El primer día del presente mes de octubre, la Cámara de Diputados votó de manera abrumadora declarar Parque Nacional el área boscosa de Loma Miranda, provincia La Vega, donde se detecta un rico yacimiento de oro, hierro y otros metales.

Al siguiente día, Falconbridge Dominicana, que explota el yacimiento de hierro de Loma Peguera, provincia Monseñor Nouel, anunciaba el cierre de sus operaciones por unos tres años, despidiendo a 900 de mil empleados de su planilla, un severo golpe económico para Bonao, y evidente mecanismo de chantaje.

Falconbridge aspiró desde bien temprano obtener la concesión para explotar el yacimiento minero de Loma Miranda, de una cuantía fabulosa, pero como solo en el caso del proyecto malogrado de la cementera de Los Haitises, el país no registraba una oposición tan tenaz y amplia para preservar los recursos naturales de Loma Miranda, un colchón hídrico de enorme influencia en las provincias circundantes, y amplia biodiversidad.

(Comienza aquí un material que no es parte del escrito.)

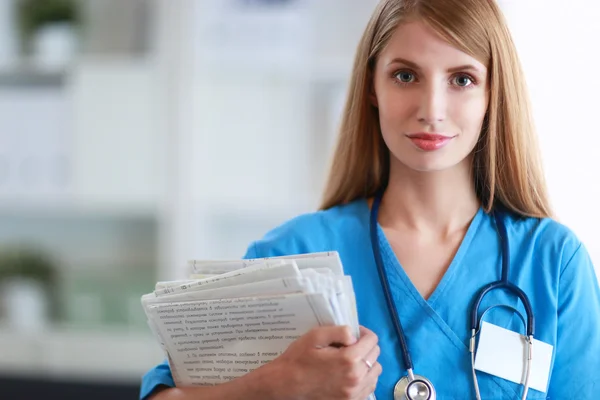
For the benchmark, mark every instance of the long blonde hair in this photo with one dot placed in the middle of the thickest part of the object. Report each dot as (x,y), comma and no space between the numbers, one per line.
(507,167)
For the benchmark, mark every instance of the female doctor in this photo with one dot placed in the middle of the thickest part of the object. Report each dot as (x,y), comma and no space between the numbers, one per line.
(435,191)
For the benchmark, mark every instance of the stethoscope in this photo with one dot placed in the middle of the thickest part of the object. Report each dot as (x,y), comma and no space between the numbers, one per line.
(417,387)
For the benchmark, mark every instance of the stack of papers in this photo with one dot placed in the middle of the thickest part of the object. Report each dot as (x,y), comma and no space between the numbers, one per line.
(231,317)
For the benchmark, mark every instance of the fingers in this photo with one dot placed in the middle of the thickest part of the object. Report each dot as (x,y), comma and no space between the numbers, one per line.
(371,358)
(369,383)
(367,342)
(325,336)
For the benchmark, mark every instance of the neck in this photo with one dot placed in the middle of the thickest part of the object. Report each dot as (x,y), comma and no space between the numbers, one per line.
(435,203)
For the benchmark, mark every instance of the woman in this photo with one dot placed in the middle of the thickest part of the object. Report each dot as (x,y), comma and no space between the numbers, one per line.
(437,138)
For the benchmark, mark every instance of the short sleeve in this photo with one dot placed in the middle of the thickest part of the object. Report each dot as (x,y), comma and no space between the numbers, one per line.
(576,372)
(160,375)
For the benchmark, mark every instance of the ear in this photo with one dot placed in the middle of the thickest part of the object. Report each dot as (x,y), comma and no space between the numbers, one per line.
(372,93)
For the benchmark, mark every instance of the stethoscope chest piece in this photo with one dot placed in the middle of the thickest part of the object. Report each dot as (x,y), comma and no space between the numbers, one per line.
(419,388)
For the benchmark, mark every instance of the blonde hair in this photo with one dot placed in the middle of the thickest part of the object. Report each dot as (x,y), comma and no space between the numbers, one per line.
(507,167)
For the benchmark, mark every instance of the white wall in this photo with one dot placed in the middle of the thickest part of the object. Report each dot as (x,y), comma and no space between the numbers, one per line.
(559,48)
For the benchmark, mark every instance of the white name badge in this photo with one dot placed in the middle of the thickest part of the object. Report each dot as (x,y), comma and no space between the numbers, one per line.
(503,353)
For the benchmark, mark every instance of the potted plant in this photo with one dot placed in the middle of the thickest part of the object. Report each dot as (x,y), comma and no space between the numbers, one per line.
(27,287)
(48,31)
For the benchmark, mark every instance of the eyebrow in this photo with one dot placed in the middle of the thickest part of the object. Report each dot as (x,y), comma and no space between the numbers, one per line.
(466,67)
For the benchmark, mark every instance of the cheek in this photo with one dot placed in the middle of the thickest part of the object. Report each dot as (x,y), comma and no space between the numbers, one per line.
(469,114)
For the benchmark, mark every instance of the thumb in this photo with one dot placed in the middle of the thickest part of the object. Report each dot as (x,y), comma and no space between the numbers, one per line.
(334,335)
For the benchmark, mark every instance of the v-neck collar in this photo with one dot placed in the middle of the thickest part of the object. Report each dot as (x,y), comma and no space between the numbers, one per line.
(450,271)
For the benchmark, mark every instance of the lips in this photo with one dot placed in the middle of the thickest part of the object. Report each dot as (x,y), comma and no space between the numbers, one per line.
(429,141)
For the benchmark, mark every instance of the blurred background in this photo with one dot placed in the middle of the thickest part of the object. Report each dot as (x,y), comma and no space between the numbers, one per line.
(138,134)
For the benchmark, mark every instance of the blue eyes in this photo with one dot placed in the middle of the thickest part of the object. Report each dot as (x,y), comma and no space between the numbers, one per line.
(460,80)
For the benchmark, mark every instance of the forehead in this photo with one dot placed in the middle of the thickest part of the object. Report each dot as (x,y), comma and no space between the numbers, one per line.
(417,42)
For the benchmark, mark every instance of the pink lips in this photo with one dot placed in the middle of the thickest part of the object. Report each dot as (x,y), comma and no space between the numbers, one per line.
(429,141)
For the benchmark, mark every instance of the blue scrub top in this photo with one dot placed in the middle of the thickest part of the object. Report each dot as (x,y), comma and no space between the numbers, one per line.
(547,262)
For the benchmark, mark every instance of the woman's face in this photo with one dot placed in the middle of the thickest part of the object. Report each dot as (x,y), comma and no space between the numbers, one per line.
(431,98)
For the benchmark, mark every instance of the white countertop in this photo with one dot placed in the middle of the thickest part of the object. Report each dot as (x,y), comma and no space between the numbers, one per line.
(105,355)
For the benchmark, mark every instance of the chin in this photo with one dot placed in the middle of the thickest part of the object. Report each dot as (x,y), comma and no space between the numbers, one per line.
(427,162)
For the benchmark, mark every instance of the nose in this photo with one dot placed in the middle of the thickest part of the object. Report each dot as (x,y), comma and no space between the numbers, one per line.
(432,106)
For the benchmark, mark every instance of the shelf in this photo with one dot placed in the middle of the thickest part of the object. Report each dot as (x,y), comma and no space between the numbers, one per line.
(31,78)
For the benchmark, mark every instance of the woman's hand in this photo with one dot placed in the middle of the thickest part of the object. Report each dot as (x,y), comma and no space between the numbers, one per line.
(325,363)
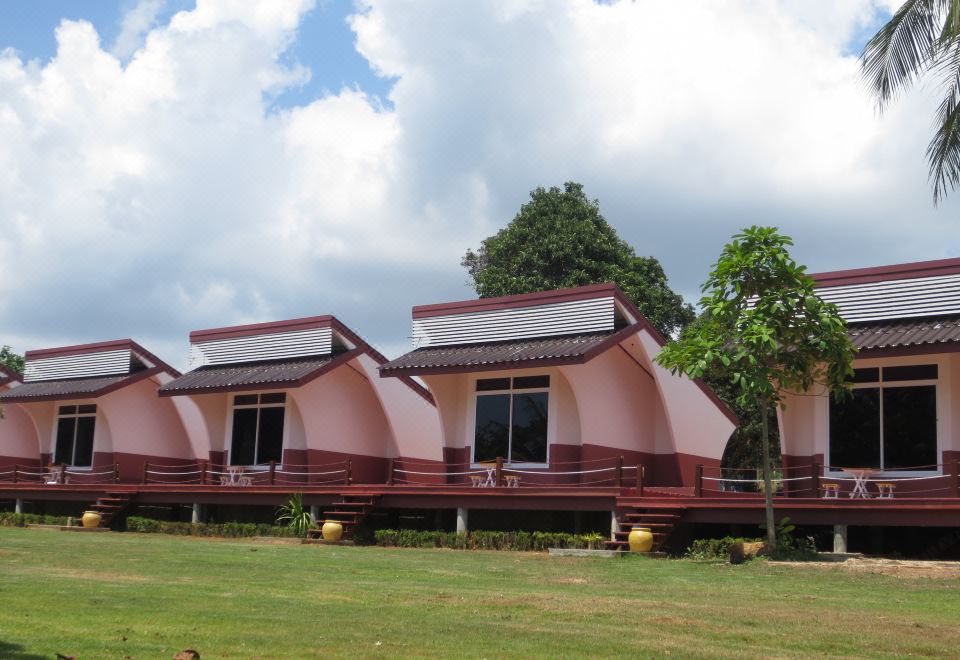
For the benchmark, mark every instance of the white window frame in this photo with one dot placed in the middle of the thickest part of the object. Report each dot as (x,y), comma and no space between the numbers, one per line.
(474,464)
(228,444)
(77,416)
(881,385)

Cada yacimiento minero está inmerso en zonas boscosas, a excepción de zonas desérticas y plataformas marinas para extraer petróleo, y el quid de cada caso que entraña desplazar zonas verdes con ricos recursos hídricos y de la fauna, consiste en someter cada caso a un estudio de factibilidad técnico entre las mineras y el Estado donde yacen los recursos explotables.

El compromiso bilateral de cómo se restaurará la zona a explotar, con el menor impacto medio ambiental, y obtener los beneficios de esos recursos no renovables, preservando al máximo los renovables, con beneficios equitativos para las mineras y los Estados.

Alusivo a Bahía de las Águilas, el entonces presidente Hipólito Mejía soltó una de quizás su más acertada ocurrencia al precisar que esa paradisíaca área no es posible preservarla solo para que los careyes acudan a desovar.